No share buybacks or dividends were reported. The company's primary capital allocation was directed toward capital expenditures, which totaled $195.0M for the nine months ended April 30, 2025, including $177.3M for the Sweetwater Acquisition and $4.5M for property, plant, and equipment. Capital expenditures represented 291.7% of sales revenue ($66.8M), reflecting the heavy investment phase. Financing activities raised $165.4M through ATM offerings and warrant exercises, supporting the acquisition.

Segment / Geographic Mix (if disclosed at note level)

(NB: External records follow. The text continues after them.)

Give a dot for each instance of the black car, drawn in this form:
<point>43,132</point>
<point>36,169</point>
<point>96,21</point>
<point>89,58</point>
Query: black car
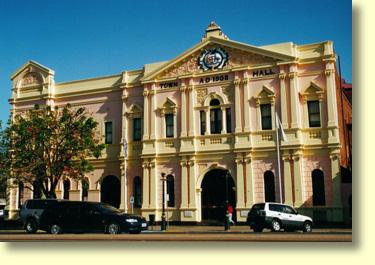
<point>77,216</point>
<point>31,212</point>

The company operates four reportable segments: Wyoming, Texas, Saskatchewan, Others, and Corporate. Only the Corporate segment generated revenue ($66.8M from uranium sales), while all mining segments reported operating losses before income taxes. Wyoming incurred the largest loss ($30.3M) but also the most capital expenditures ($191.5M) due to the Sweetwater Acquisition. Saskatchewan held the highest total assets ($379.0M), primarily in mineral rights. The Texas segment had a loss of $13.2M on modest capex of $3.1M. Overall, the company remains in an exploration stage, expensing development costs, which depresses reported earnings relative to production-stage peers.